Desde el comienzo de la semana se habló de la posible renuncia de la ministra de Minas y Energía, Irene Vélez. Por meses se le criticó no solo la ostensible falta de experiencia en un sector que se encuentra en el centro de las propuestas del Gobierno, sino que se le señalaron una serie de salidas en falso –desde declaraciones confusas hasta desencuentros en su equipo– que enrarecían aún más el clima político del país.
Habría que decir que en ocasiones las críticas que se le hicieron a la exministra Vélez pasaron a un terreno personal, pero que, luego del mal sabor que ha dejado la noticia de la vinculación de su marido con el Estado colombiano y, en especial, de las investigaciones que se le han abierto por el pulso indebido que al parecer libró con funcionarios de Migración Colombia para la salida del país de su hijo, ha hecho bien en renunciar.
Quedan numerosos aprendizajes del turbulento paso de Vélez por el ministerio.

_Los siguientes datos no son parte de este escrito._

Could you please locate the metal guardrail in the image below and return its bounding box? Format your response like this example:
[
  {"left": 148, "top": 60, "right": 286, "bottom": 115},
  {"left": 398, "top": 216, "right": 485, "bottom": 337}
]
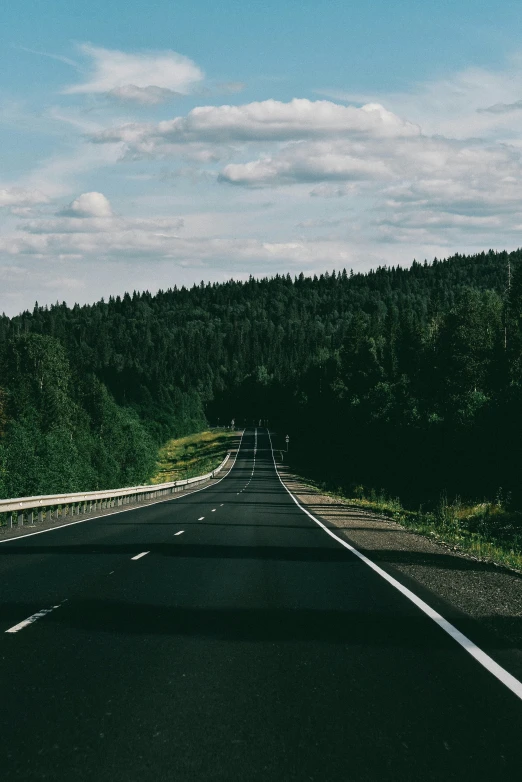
[{"left": 0, "top": 453, "right": 230, "bottom": 529}]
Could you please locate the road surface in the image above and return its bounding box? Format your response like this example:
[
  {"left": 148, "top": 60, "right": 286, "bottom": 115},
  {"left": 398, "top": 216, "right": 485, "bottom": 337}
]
[{"left": 0, "top": 429, "right": 522, "bottom": 782}]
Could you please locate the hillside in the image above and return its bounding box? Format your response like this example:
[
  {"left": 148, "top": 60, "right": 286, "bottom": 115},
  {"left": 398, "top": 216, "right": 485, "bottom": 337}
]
[{"left": 0, "top": 251, "right": 522, "bottom": 504}]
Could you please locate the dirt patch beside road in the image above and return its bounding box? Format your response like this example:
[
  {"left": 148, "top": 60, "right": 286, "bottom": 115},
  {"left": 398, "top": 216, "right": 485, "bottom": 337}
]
[{"left": 278, "top": 466, "right": 522, "bottom": 678}]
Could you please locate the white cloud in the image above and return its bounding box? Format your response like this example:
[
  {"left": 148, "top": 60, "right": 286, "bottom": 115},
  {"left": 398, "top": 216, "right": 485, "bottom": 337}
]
[
  {"left": 216, "top": 81, "right": 246, "bottom": 95},
  {"left": 107, "top": 84, "right": 181, "bottom": 106},
  {"left": 477, "top": 100, "right": 522, "bottom": 114},
  {"left": 64, "top": 44, "right": 203, "bottom": 103},
  {"left": 62, "top": 192, "right": 112, "bottom": 218},
  {"left": 0, "top": 187, "right": 48, "bottom": 207},
  {"left": 219, "top": 142, "right": 392, "bottom": 187},
  {"left": 91, "top": 98, "right": 420, "bottom": 151}
]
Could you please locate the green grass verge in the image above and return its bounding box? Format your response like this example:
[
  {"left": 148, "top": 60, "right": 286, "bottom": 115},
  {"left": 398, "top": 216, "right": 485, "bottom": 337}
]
[
  {"left": 146, "top": 429, "right": 237, "bottom": 484},
  {"left": 288, "top": 475, "right": 522, "bottom": 572}
]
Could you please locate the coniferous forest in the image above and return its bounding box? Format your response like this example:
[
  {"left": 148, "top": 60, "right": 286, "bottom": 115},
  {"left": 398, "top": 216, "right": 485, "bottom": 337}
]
[{"left": 0, "top": 250, "right": 522, "bottom": 507}]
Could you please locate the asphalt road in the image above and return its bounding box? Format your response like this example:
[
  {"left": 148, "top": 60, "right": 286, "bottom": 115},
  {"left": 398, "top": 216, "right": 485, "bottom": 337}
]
[{"left": 0, "top": 430, "right": 522, "bottom": 782}]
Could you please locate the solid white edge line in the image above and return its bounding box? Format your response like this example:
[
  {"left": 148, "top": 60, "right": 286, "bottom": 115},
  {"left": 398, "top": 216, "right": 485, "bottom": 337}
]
[
  {"left": 5, "top": 605, "right": 59, "bottom": 633},
  {"left": 267, "top": 429, "right": 522, "bottom": 700},
  {"left": 0, "top": 429, "right": 246, "bottom": 544}
]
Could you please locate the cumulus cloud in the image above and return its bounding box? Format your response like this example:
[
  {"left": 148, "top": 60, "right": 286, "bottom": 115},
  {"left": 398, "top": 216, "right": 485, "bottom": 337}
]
[
  {"left": 90, "top": 98, "right": 420, "bottom": 150},
  {"left": 477, "top": 100, "right": 522, "bottom": 114},
  {"left": 64, "top": 44, "right": 203, "bottom": 104},
  {"left": 219, "top": 142, "right": 391, "bottom": 187},
  {"left": 107, "top": 84, "right": 181, "bottom": 106},
  {"left": 61, "top": 192, "right": 112, "bottom": 218},
  {"left": 0, "top": 187, "right": 48, "bottom": 208},
  {"left": 216, "top": 81, "right": 246, "bottom": 95}
]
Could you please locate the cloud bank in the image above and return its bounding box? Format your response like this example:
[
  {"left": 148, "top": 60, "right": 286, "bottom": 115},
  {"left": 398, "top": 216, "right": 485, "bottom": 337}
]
[{"left": 63, "top": 44, "right": 203, "bottom": 105}]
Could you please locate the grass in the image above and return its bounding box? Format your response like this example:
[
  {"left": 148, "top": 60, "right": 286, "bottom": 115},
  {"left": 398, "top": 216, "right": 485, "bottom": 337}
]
[
  {"left": 288, "top": 476, "right": 522, "bottom": 572},
  {"left": 146, "top": 429, "right": 237, "bottom": 484}
]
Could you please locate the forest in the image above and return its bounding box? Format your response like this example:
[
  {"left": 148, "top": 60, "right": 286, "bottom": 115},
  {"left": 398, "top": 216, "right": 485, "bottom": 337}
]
[{"left": 0, "top": 250, "right": 522, "bottom": 507}]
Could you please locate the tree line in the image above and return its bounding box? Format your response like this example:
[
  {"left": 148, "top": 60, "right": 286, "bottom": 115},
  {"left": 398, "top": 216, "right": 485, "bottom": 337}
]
[{"left": 0, "top": 251, "right": 522, "bottom": 504}]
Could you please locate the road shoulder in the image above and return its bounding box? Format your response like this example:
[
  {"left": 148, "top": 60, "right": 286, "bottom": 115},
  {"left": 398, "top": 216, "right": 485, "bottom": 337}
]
[{"left": 278, "top": 465, "right": 522, "bottom": 676}]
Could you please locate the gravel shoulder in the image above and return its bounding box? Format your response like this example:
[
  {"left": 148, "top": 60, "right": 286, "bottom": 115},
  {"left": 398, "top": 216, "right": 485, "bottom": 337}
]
[{"left": 278, "top": 472, "right": 522, "bottom": 679}]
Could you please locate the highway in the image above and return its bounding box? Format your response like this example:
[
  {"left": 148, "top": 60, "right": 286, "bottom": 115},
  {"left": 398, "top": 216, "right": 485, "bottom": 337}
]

Primero: que, más allá de que lo permita la ley, la contratación estatal de parientes de altos funcionarios envía un mensaje de nepotismo que no le conviene a una sociedad que durante décadas ha pedido a gritos una meritocracia. Segundo: que buscar tratos excepcionales, como si se tratara de las prerrogativas del servicio público, es una indelicadeza que desdibuja a los empleados estatales e indigna a los ciudadanos. Tercero: que, luego de tantas declaraciones a la defensiva, resulta de suma importancia afinar las comunicaciones del Gobierno, de tal modo que vengan de la claridad y sean el resultado del conocimiento.
Pero quizás la reflexión más pertinente, luego de conocida la noticia, sea que esta es una oportunidad para que se nombre a una figura más técnica, más experta, en un ministerio que lidera una de las principales banderas del Gobierno: la necesaria transición energética. Que una persona idónea llegue a capitanear semejante barco es lo mejor que puede pasarle a un sector que trata de crecer y reinventarse.